TIFF essentially uses an algorithm to store all the data of an image. It does not lose much of the originality of that image because it uses no compression (a means of making smaller file sizes). The files are quite large as a result, but the quality is top notch.
This is usually the best quality output from a digital camera. Digital cameras often offer around three JPEG quality settings plus TIFF. Since JPG always means at least some loss of quality, TIFF means better quality. However, the file size is huge compared to even the best JPG setting, and the advantages may not be noticeable.
A more important use of TIFF is as the working storage format as you edit and manipulate digital images. You do not want to go through several load, edit, save cycles with JPG storage, as the degradation accumulates with each new save. One or two JPG saves at high quality may not be noticeable, but the tenth certainly will be. TIFF is lossless, so there is no degradation associated with saving a TIFF file.
Do NOT use TIFF for web images. They produce big files, and more importantly, most web browsers will not display TIFFs.
PNG is also a lossless storage format. However, in contrast with common TIFF usage, it looks for patterns in the image that it can use to compress file size. The compression is exactly reversible, so the image is recovered exactly.
PNG is of principal value in two applications:
If you have an image with large areas of exactly uniform color, but contains more than 256 colors, PNG is your choice. Its strategy is similar to that of GIF, but it supports 16 million colors, not just 256.
If you want to display a photograph exactly without loss on the web, PNG is your choice. Later generation web browsers support PNG, and PNG is the only lossless format that web browsers support.

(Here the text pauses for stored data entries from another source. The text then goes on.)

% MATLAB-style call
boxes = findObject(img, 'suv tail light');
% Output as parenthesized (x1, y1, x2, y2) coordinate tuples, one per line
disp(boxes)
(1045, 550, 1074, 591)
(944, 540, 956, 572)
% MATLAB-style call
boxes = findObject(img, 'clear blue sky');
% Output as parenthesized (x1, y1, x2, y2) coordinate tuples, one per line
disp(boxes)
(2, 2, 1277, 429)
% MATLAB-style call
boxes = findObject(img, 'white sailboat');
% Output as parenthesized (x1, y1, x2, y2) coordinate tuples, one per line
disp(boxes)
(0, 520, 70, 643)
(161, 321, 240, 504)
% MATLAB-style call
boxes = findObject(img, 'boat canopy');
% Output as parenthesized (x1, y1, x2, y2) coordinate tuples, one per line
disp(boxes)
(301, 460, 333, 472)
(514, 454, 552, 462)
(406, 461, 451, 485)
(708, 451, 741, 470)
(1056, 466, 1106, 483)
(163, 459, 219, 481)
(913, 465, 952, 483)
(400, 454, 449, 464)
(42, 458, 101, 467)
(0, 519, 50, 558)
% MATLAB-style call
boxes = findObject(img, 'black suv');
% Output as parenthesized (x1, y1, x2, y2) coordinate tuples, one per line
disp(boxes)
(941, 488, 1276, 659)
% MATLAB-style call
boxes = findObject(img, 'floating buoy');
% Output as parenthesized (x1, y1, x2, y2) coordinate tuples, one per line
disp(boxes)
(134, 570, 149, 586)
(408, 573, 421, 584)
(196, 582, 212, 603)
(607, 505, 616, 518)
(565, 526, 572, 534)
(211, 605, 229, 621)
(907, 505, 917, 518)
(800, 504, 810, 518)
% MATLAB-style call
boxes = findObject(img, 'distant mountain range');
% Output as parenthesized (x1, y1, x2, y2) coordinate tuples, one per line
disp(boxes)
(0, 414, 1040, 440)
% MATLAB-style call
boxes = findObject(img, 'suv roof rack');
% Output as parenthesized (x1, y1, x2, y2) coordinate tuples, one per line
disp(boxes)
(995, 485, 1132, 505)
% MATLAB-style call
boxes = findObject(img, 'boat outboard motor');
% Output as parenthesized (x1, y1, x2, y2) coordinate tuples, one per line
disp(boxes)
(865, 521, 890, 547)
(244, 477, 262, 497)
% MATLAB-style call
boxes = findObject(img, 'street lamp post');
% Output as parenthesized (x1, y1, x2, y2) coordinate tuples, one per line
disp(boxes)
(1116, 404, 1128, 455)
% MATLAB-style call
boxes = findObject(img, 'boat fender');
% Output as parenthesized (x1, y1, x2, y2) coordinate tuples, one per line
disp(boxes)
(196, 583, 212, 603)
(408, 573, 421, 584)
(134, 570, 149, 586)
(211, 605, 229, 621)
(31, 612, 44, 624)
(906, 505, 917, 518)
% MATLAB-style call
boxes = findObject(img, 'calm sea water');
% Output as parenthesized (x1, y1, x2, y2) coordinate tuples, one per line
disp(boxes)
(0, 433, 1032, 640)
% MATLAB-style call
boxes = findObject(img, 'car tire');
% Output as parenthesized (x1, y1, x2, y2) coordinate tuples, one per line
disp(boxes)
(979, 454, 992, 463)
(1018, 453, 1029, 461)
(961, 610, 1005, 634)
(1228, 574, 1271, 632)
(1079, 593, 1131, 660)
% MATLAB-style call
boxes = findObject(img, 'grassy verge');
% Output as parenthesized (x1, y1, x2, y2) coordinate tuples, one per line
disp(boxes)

PNG is superior to GIF. It produces smaller files and allows more colors. PNG also supports partial transparency. Partial transparency can be used for many useful purposes, such as fades and antialiasing of text. Unfortunately, Microsoft's Internet Explorer does not properly support PNG transparency, so for now web authors must avoid using transparency in PNG images.

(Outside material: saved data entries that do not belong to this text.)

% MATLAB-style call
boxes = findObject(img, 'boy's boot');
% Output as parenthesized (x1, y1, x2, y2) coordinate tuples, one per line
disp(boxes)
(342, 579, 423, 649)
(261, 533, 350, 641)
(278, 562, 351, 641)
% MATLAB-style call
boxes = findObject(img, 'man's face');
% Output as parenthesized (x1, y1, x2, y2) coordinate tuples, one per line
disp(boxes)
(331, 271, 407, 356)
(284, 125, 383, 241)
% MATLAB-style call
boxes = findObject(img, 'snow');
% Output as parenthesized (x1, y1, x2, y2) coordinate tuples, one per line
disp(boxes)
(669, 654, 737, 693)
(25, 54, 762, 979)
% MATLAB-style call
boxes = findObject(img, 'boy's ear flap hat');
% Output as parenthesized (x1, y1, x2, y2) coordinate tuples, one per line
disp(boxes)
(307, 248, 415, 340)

GIF creates a table of up to 256 colors from a pool of 16 million. If the image has fewer than 256 colors, GIF can render the image exactly. When the image contains many colors, software that creates the GIF uses any of several algorithms to approximate the colors in the image with the limited palette of 256 colors available. Better algorithms search the image to find an optimum set of 256 colors. Thus, GIF is "lossless" only for images with 256 colors or less. For a rich, true color image, GIF may "lose" 99.998% of the colors.
If your image has fewer than 256 colors and contains large areas of uniform color, GIF is your choice. The files will be small yet perfect. Do NOT use GIF for photographic images, since it can contain only 256 colors per image.
JPEG is optimized for photographs and similar continuous tone images that contain many, many colors. It can achieve astounding compression ratios even while maintaining very high image quality. GIF compression is unkind to such images. JPEG works by analyzing images and discarding kinds of information that the eye is least likely to notice. It stores information as 24 bit color.
This is the format of choice for nearly all photographs on the web. Digital cameras save in a JPEG format by default. Switching to TIFF or RAW improves quality in principle, but the difference is difficult to see. Shooting in TIFF has two disadvantages compared to JPG: fewer photos per memory card, and a longer wait between photographs as the image transfers to the card. I rarely shoot in TIFF mode.
Never use JPG for line art. On images such as these with areas of uniform color with sharp edges, JPG does a poor job. These are tasks for which GIF and PNG are well suited.
BMP is an uncompressed proprietary format invented by Microsoft. There is really no reason to ever use this format.
In the end, I use combinations of PNG, TIFF, and JPEG images. It really depends what you are doing and what you are using your image for. In most cases, I will make large TIFF or PNG files and then save them as JPEGs to publish them because I know these are universally supported.